She pleaded her innocence with the Australian Sports Anti-Doping Authority but was given the maximum four-year ban, which would have effectively ended her swimming career. After an appeal to CAS in September, the court regarded Jack as truthful and reliable and reduced her ban to two years, meaning she can be back training with her St Peters Western squad under star coach Dean Boxall in July next year.
Her legal team was unable to produce definitive evidence that would have exonerated her and there is still no firm idea as to how the substance got into her system. But the samples she recorded were minuscule and the sole arbitrator in the case found her testimony to be compelling and believable.
In its ruling, CAS said: “The sole arbitrator in charge of this matter found, on the balance of probabilities, that Shayna Jack did not intentionally ingest Ligandrol and considered she had discharged her onus of proving that the anti-doping rule violation was not intentional. As a consequence, the sole arbitrator imposed a reduced period of ineligibility of two years, commencing on the date of her provisional suspension (July 12).”
In a statement posted to her social media channels, Jack said CAS had “confirmed in emphatic terms that I did not intentionally, knowingly or recklessly use Ligandrol in any manner. There was no evidence produced by my accusers as to how this substance entered my system.
“I accept this decision with a positive attitude and with gratitude that my career as a swimmer will resume next year. I never doubted myself for a minute throughout this ordeal and I have never allowed my integrity to be compromised.”

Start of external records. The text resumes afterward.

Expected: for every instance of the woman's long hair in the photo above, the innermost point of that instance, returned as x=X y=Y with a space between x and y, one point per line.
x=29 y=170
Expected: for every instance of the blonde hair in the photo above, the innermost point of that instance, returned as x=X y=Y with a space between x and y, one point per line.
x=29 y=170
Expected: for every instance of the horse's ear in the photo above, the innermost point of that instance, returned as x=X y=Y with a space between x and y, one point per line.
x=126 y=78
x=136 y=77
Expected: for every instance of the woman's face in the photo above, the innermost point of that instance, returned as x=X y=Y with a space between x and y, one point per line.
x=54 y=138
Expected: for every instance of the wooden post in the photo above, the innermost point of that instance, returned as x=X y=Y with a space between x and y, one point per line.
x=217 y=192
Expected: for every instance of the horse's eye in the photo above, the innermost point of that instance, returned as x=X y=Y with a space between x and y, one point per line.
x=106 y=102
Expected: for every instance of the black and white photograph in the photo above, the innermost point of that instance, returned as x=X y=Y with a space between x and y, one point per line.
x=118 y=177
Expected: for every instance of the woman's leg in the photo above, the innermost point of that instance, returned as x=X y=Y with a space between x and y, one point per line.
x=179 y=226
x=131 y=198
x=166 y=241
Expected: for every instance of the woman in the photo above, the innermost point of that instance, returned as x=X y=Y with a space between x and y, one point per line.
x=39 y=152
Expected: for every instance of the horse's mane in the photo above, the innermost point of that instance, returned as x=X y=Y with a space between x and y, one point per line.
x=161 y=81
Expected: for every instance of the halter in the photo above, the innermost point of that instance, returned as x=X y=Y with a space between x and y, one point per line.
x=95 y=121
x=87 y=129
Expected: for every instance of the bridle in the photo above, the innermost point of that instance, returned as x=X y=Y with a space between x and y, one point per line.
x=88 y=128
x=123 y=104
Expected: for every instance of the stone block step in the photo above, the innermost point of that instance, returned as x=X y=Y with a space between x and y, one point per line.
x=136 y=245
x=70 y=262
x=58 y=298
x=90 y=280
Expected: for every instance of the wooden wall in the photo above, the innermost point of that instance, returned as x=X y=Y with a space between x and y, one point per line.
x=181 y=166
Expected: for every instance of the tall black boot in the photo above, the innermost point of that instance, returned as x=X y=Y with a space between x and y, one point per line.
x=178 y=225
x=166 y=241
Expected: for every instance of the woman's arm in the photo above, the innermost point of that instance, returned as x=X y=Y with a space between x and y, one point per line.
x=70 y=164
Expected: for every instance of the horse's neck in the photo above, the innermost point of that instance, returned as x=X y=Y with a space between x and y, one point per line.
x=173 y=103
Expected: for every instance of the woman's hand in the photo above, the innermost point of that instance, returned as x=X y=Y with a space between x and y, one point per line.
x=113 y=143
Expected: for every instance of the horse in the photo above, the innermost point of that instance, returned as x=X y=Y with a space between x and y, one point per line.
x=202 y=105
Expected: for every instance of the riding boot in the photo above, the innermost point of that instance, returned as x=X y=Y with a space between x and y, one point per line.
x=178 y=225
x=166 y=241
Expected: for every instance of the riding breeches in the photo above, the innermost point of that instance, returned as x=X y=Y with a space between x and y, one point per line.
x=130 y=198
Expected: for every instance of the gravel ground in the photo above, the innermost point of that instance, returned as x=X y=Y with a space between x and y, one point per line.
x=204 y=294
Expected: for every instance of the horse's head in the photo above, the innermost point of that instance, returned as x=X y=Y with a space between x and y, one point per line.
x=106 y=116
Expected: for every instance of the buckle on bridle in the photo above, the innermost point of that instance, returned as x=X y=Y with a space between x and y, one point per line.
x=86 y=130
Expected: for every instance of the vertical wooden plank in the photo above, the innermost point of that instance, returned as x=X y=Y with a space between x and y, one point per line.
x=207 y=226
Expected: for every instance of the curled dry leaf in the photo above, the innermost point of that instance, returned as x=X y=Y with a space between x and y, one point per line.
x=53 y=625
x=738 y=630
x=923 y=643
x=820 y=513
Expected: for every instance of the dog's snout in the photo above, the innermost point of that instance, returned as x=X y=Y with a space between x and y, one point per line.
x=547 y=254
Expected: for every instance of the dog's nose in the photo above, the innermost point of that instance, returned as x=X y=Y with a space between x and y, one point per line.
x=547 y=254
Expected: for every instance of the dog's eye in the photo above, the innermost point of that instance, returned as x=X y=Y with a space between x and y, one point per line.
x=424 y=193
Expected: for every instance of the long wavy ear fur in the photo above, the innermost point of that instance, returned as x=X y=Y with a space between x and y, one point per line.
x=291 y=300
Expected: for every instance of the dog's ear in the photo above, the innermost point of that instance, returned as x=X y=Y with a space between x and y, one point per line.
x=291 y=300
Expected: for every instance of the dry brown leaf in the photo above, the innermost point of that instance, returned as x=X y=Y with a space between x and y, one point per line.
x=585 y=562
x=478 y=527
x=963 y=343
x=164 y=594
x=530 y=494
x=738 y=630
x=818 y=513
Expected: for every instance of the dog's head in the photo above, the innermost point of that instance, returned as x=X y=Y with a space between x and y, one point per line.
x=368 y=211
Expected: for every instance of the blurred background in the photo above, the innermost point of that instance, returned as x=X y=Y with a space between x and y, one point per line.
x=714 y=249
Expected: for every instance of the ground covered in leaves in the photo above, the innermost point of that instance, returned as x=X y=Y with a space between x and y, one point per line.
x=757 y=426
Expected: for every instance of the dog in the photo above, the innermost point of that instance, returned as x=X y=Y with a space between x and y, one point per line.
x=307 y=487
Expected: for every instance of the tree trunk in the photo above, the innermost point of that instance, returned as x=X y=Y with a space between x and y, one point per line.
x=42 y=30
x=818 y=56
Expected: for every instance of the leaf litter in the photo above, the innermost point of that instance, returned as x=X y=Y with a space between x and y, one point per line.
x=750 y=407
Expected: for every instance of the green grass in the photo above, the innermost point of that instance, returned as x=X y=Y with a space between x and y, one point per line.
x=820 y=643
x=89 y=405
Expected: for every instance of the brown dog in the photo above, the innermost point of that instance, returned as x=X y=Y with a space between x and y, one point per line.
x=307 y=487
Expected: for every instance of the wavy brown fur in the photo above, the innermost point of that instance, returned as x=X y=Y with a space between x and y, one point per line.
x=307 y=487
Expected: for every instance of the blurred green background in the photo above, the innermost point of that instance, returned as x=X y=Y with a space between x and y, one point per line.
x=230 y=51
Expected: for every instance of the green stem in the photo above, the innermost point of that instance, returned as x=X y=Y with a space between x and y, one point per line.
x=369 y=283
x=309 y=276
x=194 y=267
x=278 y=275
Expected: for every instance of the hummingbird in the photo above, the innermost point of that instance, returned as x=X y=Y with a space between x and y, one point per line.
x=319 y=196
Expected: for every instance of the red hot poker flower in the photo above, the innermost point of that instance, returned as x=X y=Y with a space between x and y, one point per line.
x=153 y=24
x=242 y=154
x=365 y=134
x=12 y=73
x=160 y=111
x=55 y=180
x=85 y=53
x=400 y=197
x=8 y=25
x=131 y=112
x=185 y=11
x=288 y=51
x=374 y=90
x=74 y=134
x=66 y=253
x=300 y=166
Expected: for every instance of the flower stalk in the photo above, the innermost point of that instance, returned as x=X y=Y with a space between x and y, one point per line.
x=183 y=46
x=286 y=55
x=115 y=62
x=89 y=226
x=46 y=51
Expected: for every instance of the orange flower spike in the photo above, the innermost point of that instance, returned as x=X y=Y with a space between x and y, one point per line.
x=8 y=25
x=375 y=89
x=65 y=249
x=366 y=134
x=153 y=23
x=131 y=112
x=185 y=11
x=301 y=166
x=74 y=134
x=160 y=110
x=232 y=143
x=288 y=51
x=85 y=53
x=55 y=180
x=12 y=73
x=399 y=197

It’s too late for Jack to make the rescheduled Tokyo 2021 Games but it will still come as welcome news for the Queenslander, who was labelled a “disgrace” by sections of the media and endured photographers camping outside her house, taking pictures of her wheeling out bins.
In a statement on Monday night, Sport Integrity Australia (the new peak anti-doping body) said it ‘acknowledges the decision’ of CAS and that it was bound by the World Anti-Doping Code in handing down its initial sanction.
SIA has 21 days to lodge any appeal to the CAS finding with SIA chief executive David Sharpe saying that the agency would ‘consider the decision in greater detail before making any further comment’
Jack had been a star on the rise in Australian swimming. The talented freestyle sprinter was following in the footsteps of her idols Cate and Bronte Campbell and part of a record-breaking 4 x 100m relay team.
But the test result left her devastated as she suddenly went from a swimmer that went largely under the radar to front-page news.
She told The Sydney Morning Herald and The Age last December that online trolls had told her to end her life and the ordeal had left her emotionally and mentally broken.
“The only reason I knew it [the positive test result] was out was that someone commented on a photo that I was a drug cheat and I should kill myself. For me to see something like that, it destroyed me,” Jack said.
“I remember posting [a statement] on Instagram, then just crying and crying until I had no tears left. Nobody really understood how much it broke me. I’m still broken.”
Jack considered walking away from the sport. She would have likely done so if CAS had upheld the initial ruling from the anti-doping body. Now she will get a second chance at a sport she has devoted her life to and potentially fulfil her Olympic dreams in Paris in 2024.